Braun recently co-introduced a proposal to prevent lawmakers from earning their pay in the midst of a government shutdown.

“My bill would be, if it makes through the gauntlet that at the end of the fiscal year if you’ve not put a budget together anybody in congress shouldn’t get a paycheck," said Braun. "I think that if you’re here and you got a year to prepare for it you need to get a budget out in regular order, or we need to start putting penalties on people who are here that don’t get the job done.”

But does the President have the right to declare the situation a national emergency to bypass Congress for border wall funding? On that question, Young and Braun were noncommittal.

"It's obviously the legislative branch's prerogative to have control over the purse, but here and now what I'm focused on is what the President is focused on, that we secure the border and open the government as soon as possible," said Young. "What I’m focused on is making sure exactly what the President is trying to make sure of and that’s we secure that border in conjunction with opening the government as quickly as possible."
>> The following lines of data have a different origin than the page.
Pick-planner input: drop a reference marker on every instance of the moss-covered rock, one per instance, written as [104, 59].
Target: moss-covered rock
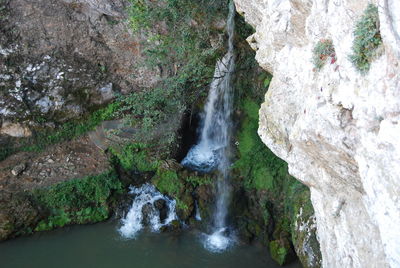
[277, 204]
[281, 251]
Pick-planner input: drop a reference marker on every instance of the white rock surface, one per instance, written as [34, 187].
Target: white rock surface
[338, 130]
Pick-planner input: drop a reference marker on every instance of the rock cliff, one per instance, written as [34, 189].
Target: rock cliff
[337, 128]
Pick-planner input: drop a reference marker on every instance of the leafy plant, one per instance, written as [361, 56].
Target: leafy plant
[135, 157]
[198, 181]
[367, 38]
[77, 201]
[323, 50]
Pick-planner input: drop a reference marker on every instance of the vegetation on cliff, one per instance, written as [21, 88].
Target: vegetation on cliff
[367, 39]
[78, 201]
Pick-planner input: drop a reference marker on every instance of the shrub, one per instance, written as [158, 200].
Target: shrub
[367, 38]
[77, 201]
[322, 51]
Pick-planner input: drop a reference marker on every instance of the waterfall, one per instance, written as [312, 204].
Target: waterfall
[212, 152]
[147, 207]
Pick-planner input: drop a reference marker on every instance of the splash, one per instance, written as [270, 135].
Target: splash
[144, 211]
[213, 151]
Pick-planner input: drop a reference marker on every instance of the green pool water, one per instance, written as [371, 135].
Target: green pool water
[100, 245]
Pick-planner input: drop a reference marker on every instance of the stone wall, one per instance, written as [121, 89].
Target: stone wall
[337, 128]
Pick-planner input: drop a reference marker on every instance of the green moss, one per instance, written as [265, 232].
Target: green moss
[168, 182]
[256, 164]
[278, 252]
[196, 181]
[323, 50]
[77, 201]
[367, 39]
[135, 156]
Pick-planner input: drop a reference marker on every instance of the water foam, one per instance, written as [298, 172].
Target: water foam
[213, 149]
[133, 222]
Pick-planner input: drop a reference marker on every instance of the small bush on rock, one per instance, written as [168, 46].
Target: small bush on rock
[322, 51]
[367, 38]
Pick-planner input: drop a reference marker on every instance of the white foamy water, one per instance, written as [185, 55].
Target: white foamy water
[218, 241]
[146, 195]
[213, 149]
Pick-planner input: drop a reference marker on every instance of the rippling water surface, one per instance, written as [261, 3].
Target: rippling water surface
[101, 245]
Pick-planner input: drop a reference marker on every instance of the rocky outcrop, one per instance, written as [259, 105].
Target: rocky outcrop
[62, 59]
[338, 129]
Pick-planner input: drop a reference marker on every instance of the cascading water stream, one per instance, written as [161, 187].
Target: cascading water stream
[145, 198]
[213, 149]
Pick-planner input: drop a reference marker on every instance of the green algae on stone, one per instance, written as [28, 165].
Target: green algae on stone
[281, 251]
[78, 201]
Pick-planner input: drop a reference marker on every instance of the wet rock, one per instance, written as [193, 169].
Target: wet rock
[281, 251]
[17, 170]
[147, 211]
[161, 206]
[15, 130]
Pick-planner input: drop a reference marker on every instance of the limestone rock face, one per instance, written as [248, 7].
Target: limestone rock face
[338, 130]
[60, 59]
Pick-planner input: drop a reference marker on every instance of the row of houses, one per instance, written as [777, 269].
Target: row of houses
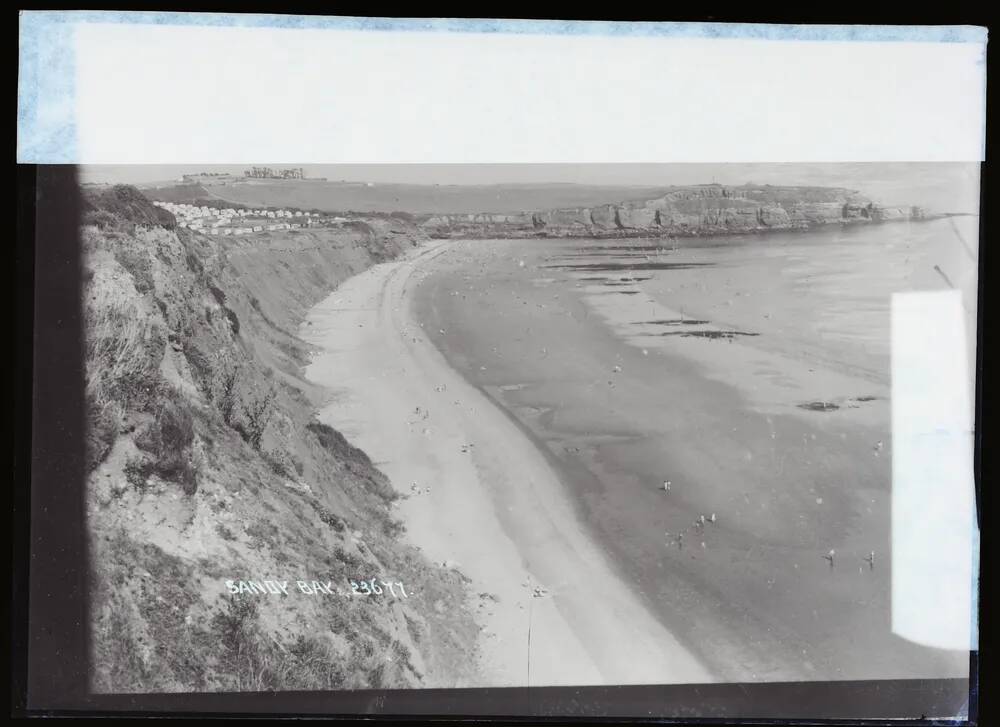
[232, 221]
[249, 230]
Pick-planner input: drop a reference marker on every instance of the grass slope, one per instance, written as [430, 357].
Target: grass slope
[206, 465]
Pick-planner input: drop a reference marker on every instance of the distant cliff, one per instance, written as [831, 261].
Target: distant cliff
[709, 209]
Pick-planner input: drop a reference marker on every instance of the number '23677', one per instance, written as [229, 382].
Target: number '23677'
[372, 587]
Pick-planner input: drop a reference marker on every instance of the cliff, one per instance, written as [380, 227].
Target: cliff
[683, 211]
[207, 465]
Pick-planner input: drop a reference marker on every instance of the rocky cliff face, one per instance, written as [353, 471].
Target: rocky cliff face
[207, 465]
[684, 211]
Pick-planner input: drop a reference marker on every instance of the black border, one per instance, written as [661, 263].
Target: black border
[49, 377]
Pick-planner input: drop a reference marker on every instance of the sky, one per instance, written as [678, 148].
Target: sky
[941, 186]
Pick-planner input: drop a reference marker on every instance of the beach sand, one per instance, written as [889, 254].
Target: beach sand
[534, 411]
[482, 497]
[729, 422]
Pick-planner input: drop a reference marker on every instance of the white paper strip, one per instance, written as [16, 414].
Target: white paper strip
[934, 534]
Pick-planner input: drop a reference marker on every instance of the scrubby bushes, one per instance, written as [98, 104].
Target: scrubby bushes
[167, 441]
[123, 351]
[123, 207]
[258, 406]
[138, 266]
[252, 660]
[245, 405]
[122, 354]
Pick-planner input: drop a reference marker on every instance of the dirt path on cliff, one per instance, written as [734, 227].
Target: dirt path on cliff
[481, 497]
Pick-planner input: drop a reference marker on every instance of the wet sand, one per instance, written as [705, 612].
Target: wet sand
[483, 496]
[786, 444]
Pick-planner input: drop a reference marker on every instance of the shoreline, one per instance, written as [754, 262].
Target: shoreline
[480, 231]
[481, 498]
[568, 362]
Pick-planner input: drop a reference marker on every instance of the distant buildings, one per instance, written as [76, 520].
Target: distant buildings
[269, 173]
[232, 221]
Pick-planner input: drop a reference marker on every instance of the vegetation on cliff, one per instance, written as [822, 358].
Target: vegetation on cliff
[207, 465]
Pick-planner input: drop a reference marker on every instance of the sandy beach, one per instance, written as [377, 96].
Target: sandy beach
[482, 497]
[533, 398]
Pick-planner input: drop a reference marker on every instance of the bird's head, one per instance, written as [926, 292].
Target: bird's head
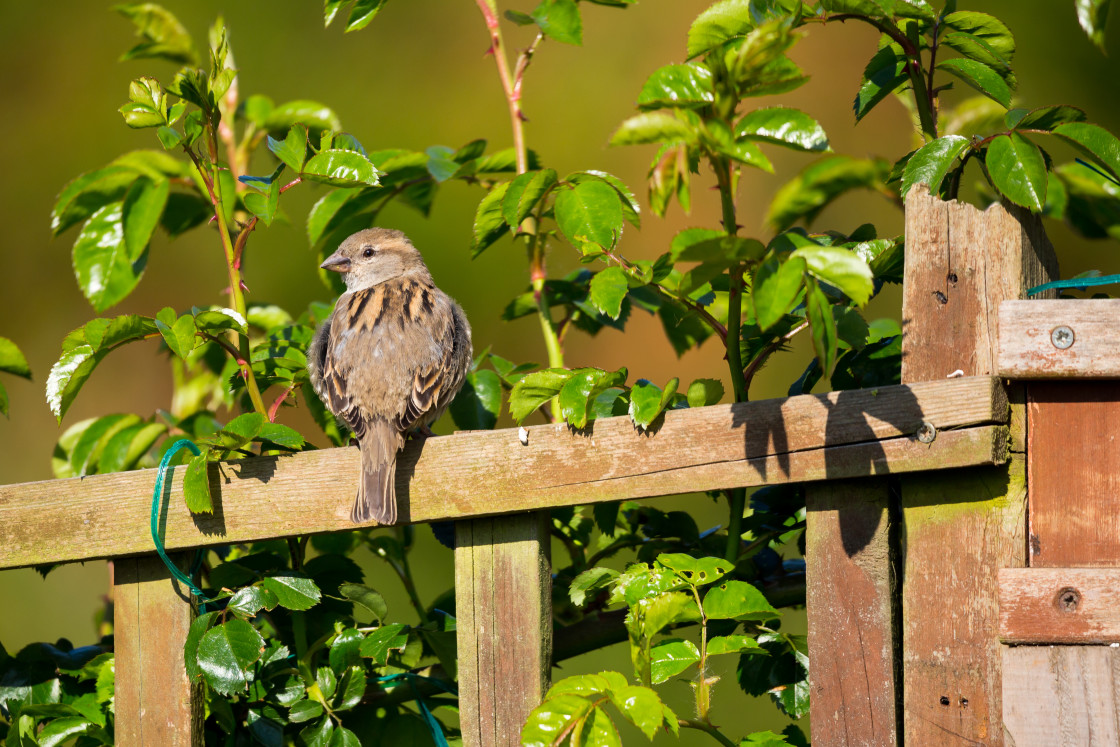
[374, 255]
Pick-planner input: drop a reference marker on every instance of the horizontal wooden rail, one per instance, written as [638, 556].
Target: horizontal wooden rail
[799, 439]
[1060, 605]
[1063, 338]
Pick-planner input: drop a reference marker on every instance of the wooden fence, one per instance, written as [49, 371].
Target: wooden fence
[920, 582]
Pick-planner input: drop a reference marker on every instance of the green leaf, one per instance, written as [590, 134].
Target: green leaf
[705, 392]
[534, 390]
[105, 270]
[366, 598]
[294, 590]
[678, 85]
[226, 654]
[647, 401]
[196, 486]
[341, 168]
[784, 127]
[721, 21]
[311, 113]
[988, 28]
[161, 35]
[12, 361]
[589, 213]
[490, 223]
[578, 394]
[1018, 170]
[1092, 15]
[670, 657]
[382, 641]
[737, 600]
[980, 76]
[523, 194]
[560, 20]
[883, 75]
[776, 288]
[1047, 118]
[1094, 141]
[593, 579]
[931, 162]
[607, 290]
[251, 599]
[292, 149]
[652, 127]
[823, 327]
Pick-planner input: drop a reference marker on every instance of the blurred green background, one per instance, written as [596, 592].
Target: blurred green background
[418, 76]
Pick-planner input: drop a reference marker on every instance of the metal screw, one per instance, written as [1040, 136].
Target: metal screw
[1062, 337]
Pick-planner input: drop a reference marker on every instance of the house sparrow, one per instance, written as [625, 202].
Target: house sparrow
[390, 358]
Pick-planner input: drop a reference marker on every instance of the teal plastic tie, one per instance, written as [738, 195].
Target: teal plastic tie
[183, 578]
[1076, 282]
[437, 731]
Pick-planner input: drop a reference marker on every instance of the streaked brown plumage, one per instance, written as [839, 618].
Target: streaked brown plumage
[390, 358]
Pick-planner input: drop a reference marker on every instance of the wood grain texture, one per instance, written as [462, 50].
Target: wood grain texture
[1058, 605]
[504, 607]
[1027, 351]
[961, 263]
[1061, 696]
[1074, 474]
[156, 703]
[849, 587]
[798, 439]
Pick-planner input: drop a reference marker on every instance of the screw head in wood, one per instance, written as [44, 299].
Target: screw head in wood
[1062, 337]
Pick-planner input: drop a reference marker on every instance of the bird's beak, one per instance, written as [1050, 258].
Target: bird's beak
[337, 263]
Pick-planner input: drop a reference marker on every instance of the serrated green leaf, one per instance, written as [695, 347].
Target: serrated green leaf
[589, 213]
[226, 654]
[980, 76]
[366, 598]
[523, 194]
[607, 290]
[292, 589]
[1018, 170]
[931, 162]
[560, 19]
[776, 287]
[196, 486]
[678, 85]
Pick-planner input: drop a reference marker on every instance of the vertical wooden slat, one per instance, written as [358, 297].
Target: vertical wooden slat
[503, 601]
[958, 531]
[849, 587]
[156, 702]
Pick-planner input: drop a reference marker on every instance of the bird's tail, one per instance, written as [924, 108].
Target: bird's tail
[376, 491]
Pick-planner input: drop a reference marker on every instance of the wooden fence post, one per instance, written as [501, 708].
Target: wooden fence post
[960, 529]
[156, 703]
[503, 600]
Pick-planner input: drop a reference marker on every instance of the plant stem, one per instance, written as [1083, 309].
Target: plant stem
[707, 728]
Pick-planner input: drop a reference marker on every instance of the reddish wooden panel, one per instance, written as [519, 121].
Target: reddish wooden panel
[156, 703]
[1073, 436]
[1058, 605]
[849, 585]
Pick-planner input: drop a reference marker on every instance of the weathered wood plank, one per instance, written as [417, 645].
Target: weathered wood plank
[1029, 346]
[1061, 696]
[504, 606]
[959, 529]
[849, 585]
[798, 439]
[1058, 605]
[1074, 474]
[156, 703]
“I think when you’ve had decades of a border being abused and breached it is a crisis, an emergency and it needs to be fixed," said Braun. “I hope it doesn’t go there but I think if there’s no movement on the part of the Democrats to do at least what they said they’d do so recently ago, who knows.”

Still, experts predict such a move would be met by a legal challenge in the courts.

"It could go into the courts," said Braun. "That’s kind of a calamity why should we need to go there when it should be fixed otherwise.”

On the other side of the aisle, Rep. Andre Carson (D-IN) said he supports a more comprehensive approach to border security, instead of a border wall.

"I certainly think it's a smarter strategy instead of allowing president Trump to essentially hold the American people hostage with this extortion attempt," said Carson. "There are other ways in which we can secure the border, through technological advancements, through hiring more border patrol agencies. But to build a wall sends the wrong message. A 2,000 mile wall is unacceptable.”